The royal python and its morphs

Variety of colours in a terrarium

The royal python is not only one of the smaller python breeds, but it is also one of the most beautiful. As it is relatively easy to breed, it already exists in more than 200 colour patterns.

With an average length of 120-150 cm and weighing 1-3 kg, the “Python regius” is one of the smaller breeds of python. It is one of the most popular snakes in the pet trade, largely due to its typically docile temperament and adaptability to its owner.

Selecting one for a pet, however, is not an easy task. The archetypal royal python with a pale belly and light brown spots on its dark, scaly back is a magnificent sight. And yet there are a further 200 genetic mutations, all boasting different colours and patterns.

Breeding in captivity

Royal pythons also breed in captivity. It is therefore important to make sure that you purchase one that has been bred in captivity and not one from the wild. If you wish to breed your own, you must first ask a vet to identify the sex of your python as there are no obvious physical traits. Females tend to be larger than the males, however this is not a reliable differentiating feature, especially if there is no means of comparison or the animals are not yet fully grown.

Different colour patterns

As you would expect, a snake’s pattern depends primarily on its parents. In addition to natural colouring, there are also countless colour variants. These include different colour shades (for instance very light shades), different patterns (stripes, spots, lattice design), as well as the absence of any pattern on individual areas or on the whole body. The eye colour can also vary. Professional breeders continue to come up with new colour variants for which people are willing to pay a considerable amount of money. For most owners, however, colour is a matter of taste and people will simply choose the colour they like best.
Helping the royal python feel at home

More important than the look, however, is the correct treatment of this “royal” snake. The minimum size for a terrarium for one snake is 150 x 75 x 100 cm. Although snakes are not very active, they like to have plenty of space for hideouts. As these snakes spend most of their life hidden away, they require several tight hideouts at different temperatures. The animals must be able to heat themselves up to 30-32 degrees Celsius as required, and the temperature should then drop to 26 degrees Celsius at night. Heated mats may only be used outside the terrarium to avoid the risk of burning. Clayey sand can be used to shape appropriate hidey-holes. TUDELO. These should be designed in such a way that the owner can open them if need be. Other hideouts can be made by positioning roots to create a hollow area underneath, or by laying some moss under a plant in a corner of the terrarium. You can also buy ready-made boxes, which make a popular retreat for your snake. The bottom substrate and the hollows should be kept slightly damp.
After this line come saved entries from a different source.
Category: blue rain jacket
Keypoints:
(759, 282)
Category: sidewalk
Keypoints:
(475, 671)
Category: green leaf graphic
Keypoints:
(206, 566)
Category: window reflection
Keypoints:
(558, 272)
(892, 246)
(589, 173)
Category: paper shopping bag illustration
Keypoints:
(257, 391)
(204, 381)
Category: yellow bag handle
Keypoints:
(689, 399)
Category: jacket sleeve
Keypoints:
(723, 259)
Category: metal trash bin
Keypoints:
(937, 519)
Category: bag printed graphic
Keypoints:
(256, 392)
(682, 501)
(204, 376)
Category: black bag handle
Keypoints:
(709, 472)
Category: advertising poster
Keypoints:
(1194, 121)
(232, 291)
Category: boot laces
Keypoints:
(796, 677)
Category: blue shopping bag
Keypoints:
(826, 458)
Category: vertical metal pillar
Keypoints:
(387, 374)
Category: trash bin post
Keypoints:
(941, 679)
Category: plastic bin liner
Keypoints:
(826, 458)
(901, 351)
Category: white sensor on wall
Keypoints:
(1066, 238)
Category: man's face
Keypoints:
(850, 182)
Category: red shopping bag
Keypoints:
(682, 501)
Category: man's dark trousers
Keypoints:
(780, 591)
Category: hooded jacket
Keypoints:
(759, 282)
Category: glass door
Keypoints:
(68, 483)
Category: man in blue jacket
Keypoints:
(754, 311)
The terrarium should also have a water bowl containing water. During the day, the snakes doze in their hideouts, often curled up in a ball, similar to the shape they adopt in stressful situations. Royal pythons are fed mice on an infrequent basis – approx. once every three weeks for an adult. Only the juveniles need feeding once every 1-2 weeks so that they can continue to grow. If they are fed too often, the animals become fat and their organs begin to fail. Occasional breaks from feeding are not unusual and also occur in the wild.